Zal je je man naar het feest meenemen? - Vertaal deze zin naar het Engels.

Voorbeelden van gebruik Tenses with future meaning

  • Will you be bringing your husband to the party? - Zal je je man naar het feest meenemen?
  • Is Lisa cooking anything special for your birthday? - Gaat Lisa iets speciaals koken voor je verjaardag?
  • Are you going home with me? - Ga je met me mee naar huis?
  • Are they going to throw a surprise party for Lena? - Gaan zij een verrassingsfeest voor Lena organiseren?
  • I am not going to sit here and wait! - Ik ga hier niet zitten en wachten!
  • We will have been travelling for six months by October. - Wij zullen in oktober zes maanden aan het reizen zijn geweest.

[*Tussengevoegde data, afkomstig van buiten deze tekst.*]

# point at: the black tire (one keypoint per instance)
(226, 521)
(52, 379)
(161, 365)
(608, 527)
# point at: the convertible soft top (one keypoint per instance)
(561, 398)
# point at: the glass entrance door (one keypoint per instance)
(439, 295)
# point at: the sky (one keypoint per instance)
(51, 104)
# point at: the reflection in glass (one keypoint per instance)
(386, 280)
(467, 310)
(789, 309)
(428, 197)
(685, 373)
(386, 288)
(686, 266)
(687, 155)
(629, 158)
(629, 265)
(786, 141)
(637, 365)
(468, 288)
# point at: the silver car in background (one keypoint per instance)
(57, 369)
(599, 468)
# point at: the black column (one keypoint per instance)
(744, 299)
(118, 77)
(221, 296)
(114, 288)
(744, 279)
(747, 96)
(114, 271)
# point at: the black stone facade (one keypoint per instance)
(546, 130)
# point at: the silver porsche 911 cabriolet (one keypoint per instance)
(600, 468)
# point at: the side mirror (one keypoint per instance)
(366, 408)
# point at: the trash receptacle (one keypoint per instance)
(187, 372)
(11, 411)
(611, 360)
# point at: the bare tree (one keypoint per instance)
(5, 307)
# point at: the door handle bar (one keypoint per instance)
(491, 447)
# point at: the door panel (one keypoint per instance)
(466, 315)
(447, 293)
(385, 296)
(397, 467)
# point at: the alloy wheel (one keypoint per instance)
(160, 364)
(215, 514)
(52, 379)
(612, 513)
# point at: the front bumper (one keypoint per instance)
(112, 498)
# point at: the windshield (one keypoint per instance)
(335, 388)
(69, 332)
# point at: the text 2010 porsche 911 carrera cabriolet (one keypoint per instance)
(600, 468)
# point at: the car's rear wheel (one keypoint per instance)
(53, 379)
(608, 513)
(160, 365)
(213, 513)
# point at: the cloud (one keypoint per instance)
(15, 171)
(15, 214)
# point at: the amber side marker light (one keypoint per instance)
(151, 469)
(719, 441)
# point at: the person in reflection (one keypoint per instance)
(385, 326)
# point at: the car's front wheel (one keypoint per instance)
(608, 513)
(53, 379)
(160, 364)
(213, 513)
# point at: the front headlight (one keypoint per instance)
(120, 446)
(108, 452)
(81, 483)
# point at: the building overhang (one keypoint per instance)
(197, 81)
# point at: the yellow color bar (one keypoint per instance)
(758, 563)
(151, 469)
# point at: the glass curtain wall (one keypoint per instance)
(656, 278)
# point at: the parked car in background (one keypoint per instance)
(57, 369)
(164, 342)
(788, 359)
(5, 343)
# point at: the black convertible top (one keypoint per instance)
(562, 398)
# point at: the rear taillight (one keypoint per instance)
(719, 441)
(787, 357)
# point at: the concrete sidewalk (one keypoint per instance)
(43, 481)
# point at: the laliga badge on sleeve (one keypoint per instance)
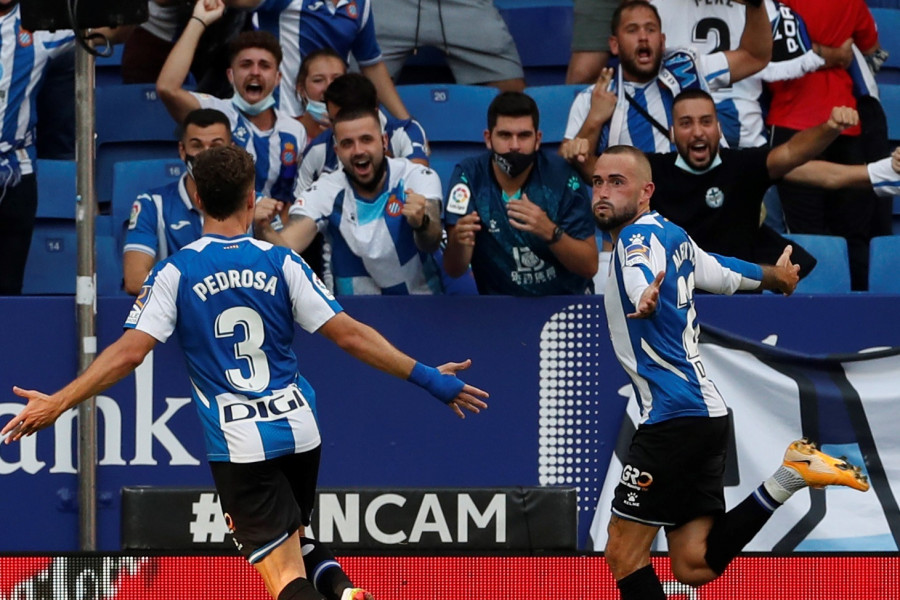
(135, 212)
(458, 199)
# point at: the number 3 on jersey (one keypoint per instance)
(248, 349)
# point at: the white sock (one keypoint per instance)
(783, 483)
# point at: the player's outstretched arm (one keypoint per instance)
(366, 344)
(114, 363)
(783, 276)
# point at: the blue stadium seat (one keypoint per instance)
(545, 57)
(890, 100)
(108, 69)
(132, 124)
(134, 177)
(884, 264)
(56, 189)
(52, 261)
(449, 112)
(888, 21)
(831, 274)
(553, 103)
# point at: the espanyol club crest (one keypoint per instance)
(393, 207)
(714, 197)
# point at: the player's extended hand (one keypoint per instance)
(525, 215)
(209, 11)
(649, 299)
(414, 209)
(470, 396)
(576, 149)
(603, 102)
(463, 233)
(787, 274)
(264, 211)
(40, 412)
(843, 117)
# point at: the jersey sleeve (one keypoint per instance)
(578, 113)
(313, 305)
(459, 200)
(885, 180)
(311, 166)
(792, 53)
(715, 70)
(155, 311)
(865, 32)
(642, 256)
(407, 139)
(365, 47)
(724, 274)
(425, 181)
(575, 211)
(317, 203)
(58, 42)
(142, 234)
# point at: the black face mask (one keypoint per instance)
(189, 163)
(514, 163)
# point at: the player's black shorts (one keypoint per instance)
(674, 472)
(265, 502)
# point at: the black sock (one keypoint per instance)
(323, 570)
(643, 584)
(299, 589)
(734, 530)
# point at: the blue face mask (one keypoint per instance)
(252, 109)
(318, 111)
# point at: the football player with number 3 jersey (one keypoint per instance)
(232, 301)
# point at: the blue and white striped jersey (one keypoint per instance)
(233, 302)
(372, 246)
(681, 69)
(23, 60)
(661, 353)
(163, 221)
(406, 139)
(276, 152)
(302, 26)
(715, 27)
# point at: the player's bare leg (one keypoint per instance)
(628, 555)
(284, 574)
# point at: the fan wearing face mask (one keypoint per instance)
(165, 219)
(317, 71)
(273, 139)
(520, 217)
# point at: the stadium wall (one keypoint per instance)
(130, 577)
(547, 362)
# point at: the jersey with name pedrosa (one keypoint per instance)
(275, 152)
(373, 249)
(233, 303)
(661, 354)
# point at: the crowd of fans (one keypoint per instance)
(729, 100)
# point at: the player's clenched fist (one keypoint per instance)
(843, 117)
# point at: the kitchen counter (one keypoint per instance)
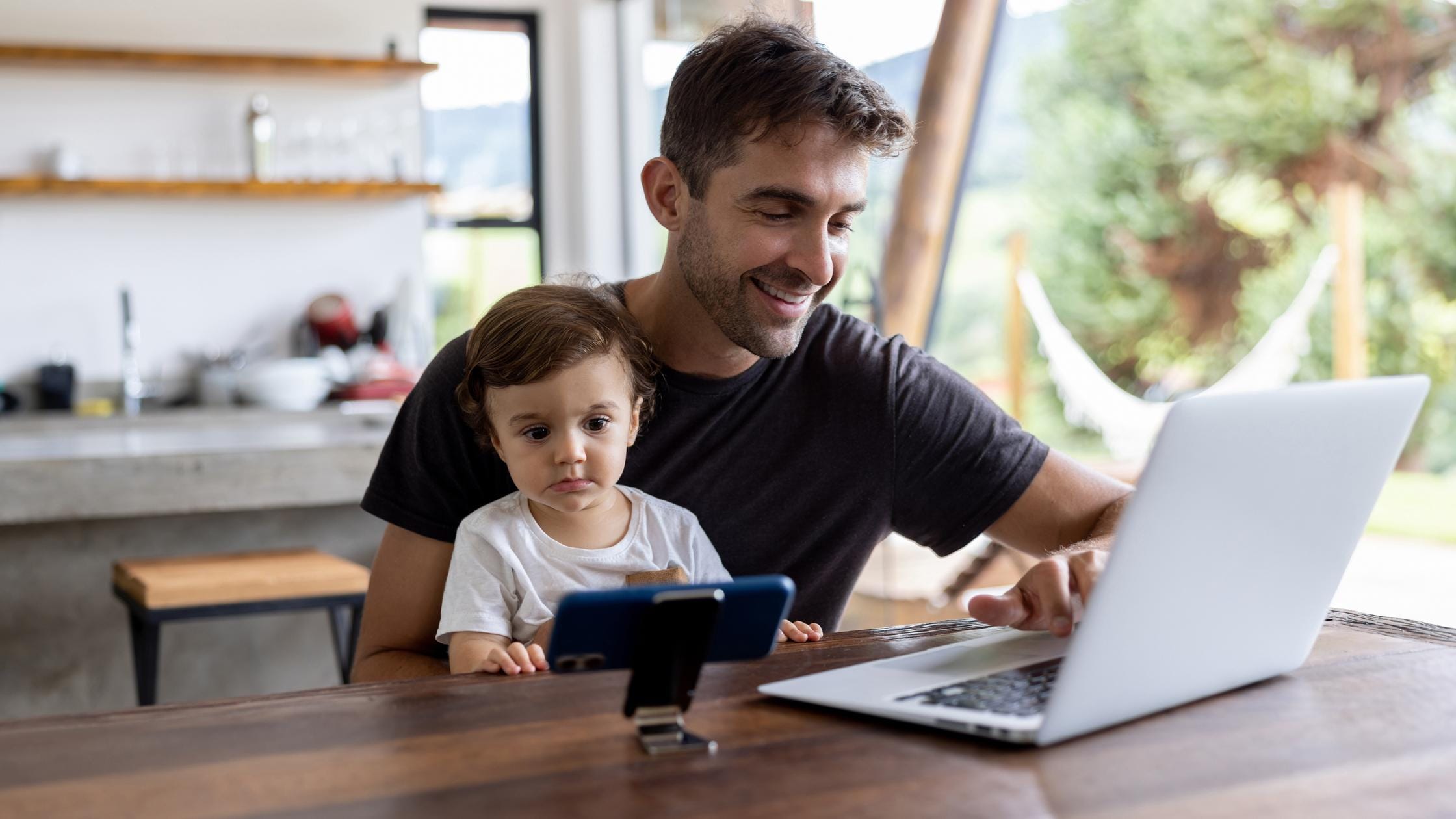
(187, 461)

  • We will go to the park if the weather is good. - Wij zullen naar het park gaan als het weer goed is.
  • I am meeting Emma after school. - Ik zal Emma na school ontmoeten.
  • Is James going to do nothing? - Gaat James niets doen?
  • They are having a presentation next week. - Zij zullen volgende week een presentatie hebben.
  • How long will Jane have been working there before she goes abroad in November? - Hoelang zal Jane daar gewerkt hebben voordat ze in november naar het buitenland gaat?
  • Anna doesn't think Kyle will like it. - Anna denkt niet dat Kyle het leuk zal vinden.
  • Will you have been working long enough to get a promotion by the new year? - Zal je tegen het nieuwe jaar lang genoeg gewerkt hebben om promotie te maken?
  • The train will depart with a thirty-minute delay. - De trein zal met een vertraging van dertig minuten vertrekken.
  • Why is not Jack coming with you? - Waarom komt Jack niet met je mee?
  • Maddie thinks this dress will suit you. - Maddie denkt dat deze jurk je goed zal staan.
  • Will Alice help me if I ask her? - Zal Alice me helpen als ik haar vraag?
  • Will Clair be joining us? - Zal Clair zich bij ons voegen?
  • I am going to finish the essay tonight. - Ik ga vanavond het essay afmaken.
  • I will send them an invitation. - Ik zal hen een uitnodiging sturen.